Additional strange inspiration came to Korine, as while eating a panini sandwich, the director thought that the pattern would "look good on Zac's face". The quote later went viral, when New Yorker columnist Lauren Leibowitz tweeted about the design for Efron's beard. While appearing on Jimmy Kimmel Live, McConaughey recounted how Snoop Dogg swapped out fake prop marijuana with "Snoop Weed". McConaughey said of the experience "the next nine hours were a whole lot of fun, but I don't believe we used one word in the English language".

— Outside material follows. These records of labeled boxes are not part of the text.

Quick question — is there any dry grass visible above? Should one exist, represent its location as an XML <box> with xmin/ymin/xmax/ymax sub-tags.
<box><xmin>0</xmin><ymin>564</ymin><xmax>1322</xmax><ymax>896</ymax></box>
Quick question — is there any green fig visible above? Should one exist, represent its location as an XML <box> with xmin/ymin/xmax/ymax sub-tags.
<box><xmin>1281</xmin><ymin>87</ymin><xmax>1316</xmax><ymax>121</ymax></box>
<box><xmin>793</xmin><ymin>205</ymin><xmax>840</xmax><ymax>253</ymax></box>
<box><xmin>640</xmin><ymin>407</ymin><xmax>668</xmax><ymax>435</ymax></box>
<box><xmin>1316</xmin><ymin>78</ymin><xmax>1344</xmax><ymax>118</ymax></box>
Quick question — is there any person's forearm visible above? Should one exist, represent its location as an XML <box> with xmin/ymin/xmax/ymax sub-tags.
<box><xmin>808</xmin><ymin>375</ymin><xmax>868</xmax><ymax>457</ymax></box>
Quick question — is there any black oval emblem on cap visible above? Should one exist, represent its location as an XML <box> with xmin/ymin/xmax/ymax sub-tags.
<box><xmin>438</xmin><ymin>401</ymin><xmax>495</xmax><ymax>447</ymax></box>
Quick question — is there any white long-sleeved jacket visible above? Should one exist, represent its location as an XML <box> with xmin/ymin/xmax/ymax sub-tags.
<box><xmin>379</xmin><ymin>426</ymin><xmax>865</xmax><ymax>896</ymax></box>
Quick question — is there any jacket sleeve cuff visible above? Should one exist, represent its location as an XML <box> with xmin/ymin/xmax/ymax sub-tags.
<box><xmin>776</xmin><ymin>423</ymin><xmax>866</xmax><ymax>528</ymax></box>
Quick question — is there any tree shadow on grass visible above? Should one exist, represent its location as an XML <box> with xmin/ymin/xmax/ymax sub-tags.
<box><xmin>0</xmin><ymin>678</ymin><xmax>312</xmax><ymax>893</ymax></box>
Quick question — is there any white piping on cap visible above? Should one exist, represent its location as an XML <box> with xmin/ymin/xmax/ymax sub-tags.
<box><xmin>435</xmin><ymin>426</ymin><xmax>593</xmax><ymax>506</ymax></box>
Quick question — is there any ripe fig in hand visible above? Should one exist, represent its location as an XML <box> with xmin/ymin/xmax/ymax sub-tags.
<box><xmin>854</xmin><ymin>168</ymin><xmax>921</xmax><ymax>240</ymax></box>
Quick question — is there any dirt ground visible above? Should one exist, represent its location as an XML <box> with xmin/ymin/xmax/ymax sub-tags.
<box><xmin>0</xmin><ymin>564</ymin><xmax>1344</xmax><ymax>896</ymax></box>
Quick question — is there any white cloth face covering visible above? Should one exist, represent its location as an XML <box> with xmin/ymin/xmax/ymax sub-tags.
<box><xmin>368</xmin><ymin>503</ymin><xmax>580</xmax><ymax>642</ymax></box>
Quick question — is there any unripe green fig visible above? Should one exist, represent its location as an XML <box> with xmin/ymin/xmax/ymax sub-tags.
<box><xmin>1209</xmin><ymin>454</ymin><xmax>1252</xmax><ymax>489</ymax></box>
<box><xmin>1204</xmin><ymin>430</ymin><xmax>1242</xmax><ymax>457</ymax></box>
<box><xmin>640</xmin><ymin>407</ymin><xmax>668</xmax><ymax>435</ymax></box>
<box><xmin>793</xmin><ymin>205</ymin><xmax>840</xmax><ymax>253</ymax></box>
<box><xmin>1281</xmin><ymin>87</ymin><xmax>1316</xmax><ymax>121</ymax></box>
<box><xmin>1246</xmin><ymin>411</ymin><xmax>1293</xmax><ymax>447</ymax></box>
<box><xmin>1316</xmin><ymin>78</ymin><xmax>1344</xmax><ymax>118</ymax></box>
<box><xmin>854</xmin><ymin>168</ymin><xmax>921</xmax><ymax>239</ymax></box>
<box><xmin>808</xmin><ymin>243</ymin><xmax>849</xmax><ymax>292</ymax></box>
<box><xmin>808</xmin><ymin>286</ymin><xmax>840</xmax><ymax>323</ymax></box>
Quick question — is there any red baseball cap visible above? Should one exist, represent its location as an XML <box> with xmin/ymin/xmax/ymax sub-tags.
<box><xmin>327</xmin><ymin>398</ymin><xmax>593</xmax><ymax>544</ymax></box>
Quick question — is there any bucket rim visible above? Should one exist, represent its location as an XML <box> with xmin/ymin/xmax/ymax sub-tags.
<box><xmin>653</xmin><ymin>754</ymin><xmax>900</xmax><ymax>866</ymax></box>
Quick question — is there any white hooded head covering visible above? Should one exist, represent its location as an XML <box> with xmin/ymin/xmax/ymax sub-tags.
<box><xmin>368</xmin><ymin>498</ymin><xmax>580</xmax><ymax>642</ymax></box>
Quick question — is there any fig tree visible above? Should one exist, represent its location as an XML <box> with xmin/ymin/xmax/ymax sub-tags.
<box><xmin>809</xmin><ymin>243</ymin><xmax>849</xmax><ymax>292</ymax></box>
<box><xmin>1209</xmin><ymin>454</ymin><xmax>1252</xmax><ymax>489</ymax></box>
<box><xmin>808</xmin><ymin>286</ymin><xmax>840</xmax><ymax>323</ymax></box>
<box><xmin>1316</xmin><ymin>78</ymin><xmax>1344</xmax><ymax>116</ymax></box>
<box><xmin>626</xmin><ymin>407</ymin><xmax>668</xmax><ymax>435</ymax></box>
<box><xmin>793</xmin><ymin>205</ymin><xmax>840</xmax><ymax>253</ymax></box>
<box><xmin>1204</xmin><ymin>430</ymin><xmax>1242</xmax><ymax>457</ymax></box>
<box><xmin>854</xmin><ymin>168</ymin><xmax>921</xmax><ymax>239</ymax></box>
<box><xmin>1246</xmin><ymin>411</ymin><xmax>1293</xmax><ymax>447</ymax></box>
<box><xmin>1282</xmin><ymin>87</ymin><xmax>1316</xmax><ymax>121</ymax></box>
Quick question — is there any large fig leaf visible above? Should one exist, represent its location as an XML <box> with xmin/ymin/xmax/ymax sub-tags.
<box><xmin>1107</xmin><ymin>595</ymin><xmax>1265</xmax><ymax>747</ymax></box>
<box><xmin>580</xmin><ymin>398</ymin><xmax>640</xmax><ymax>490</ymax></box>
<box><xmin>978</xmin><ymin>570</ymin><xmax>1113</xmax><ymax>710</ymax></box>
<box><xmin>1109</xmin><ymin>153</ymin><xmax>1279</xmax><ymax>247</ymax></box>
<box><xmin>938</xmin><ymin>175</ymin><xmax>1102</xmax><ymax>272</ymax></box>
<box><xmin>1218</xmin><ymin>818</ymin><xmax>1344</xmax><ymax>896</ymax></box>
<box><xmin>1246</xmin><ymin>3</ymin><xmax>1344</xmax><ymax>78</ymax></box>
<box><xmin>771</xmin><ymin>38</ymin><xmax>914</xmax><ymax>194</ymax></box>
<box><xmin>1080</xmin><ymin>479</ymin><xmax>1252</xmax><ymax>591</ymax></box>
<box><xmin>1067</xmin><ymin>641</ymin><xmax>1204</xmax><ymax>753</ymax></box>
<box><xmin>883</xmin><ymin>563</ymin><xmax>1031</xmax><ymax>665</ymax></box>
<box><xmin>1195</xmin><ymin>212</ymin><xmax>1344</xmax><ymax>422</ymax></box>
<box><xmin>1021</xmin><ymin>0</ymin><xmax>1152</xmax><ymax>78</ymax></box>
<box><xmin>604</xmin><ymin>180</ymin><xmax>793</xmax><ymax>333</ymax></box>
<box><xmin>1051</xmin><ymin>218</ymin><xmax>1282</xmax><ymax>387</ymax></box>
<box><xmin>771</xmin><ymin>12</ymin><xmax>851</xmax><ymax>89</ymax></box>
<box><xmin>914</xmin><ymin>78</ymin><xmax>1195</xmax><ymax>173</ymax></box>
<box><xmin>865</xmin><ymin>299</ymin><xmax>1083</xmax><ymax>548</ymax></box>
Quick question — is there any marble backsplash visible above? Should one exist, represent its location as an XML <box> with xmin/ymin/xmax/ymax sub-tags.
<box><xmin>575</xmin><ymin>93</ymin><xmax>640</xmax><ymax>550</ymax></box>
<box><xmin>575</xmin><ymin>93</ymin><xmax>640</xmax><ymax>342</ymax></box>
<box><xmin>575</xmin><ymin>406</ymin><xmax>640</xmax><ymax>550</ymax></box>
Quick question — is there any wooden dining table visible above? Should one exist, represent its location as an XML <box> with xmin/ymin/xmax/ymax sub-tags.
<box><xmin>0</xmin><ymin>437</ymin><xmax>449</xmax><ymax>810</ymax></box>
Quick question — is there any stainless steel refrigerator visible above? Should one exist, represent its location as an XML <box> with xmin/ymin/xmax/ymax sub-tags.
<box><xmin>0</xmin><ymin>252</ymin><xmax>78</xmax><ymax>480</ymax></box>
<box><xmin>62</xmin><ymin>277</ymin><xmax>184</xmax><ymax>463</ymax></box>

Moondog reads Richard Brautigan's "A Beautiful Poem" twice in the film: once in the beginning on stage at a bar, and the second near the end of the film at an awards ceremony. Moondog admits to Lingerie in the film that he plagiarized D.H. Lawrence and won a poetry contest when he was younger. Moondog also resembles Brautigan: Brautigan was a popular poet in the 1960s, whose popularity waned in later decades, as well as an alcoholic. Thus, it is not clear whether "A Beautiful Poem" is intended to be an example of Moondog's original poetry or Moondog plagiarizing Brautigan. Moondog also quotes D.H. Lawrence's "Piano", Charles Baudelaire's "Get Drunk", and Walt Whitman's "Song at Sunset".

Release
In May 2017, Neon acquired distribution rights to the film. It had its world premiere at South by Southwest on March 9, 2019, and was theatrically released on March 29, 2019.

Reception

Box office
In the United States and Canada, The Beach Bum was released alongside Dumbo and Unplanned, and was projected to gross $2–4 million from 1,100 theaters in its opening weekend. The film made $650,000 on its first day, including $200,000 from Thursday night previews. It ended up debuting to just $1.8 million, the lowest wide opening of McConaughey's career.

Critical response
On review aggregator Rotten Tomatoes, the film has an approval rating of 57% based on 125 reviews, with an average rating of 5.4/10. The website's critical consensus reads, "The role of a lifetime for Matthew McConaughey, The Beach Bum is set apart by Harmony Korine's distinctive style, but that isn't always enough to offset the unfocused story." On Metacritic, the film has a weighted average score of 55 out of 100, based on 31 critics, indicating "mixed or average reviews". Audiences polled by PostTrak gave the film an average 2.5 out of 5 stars and a 36% "definite recommend".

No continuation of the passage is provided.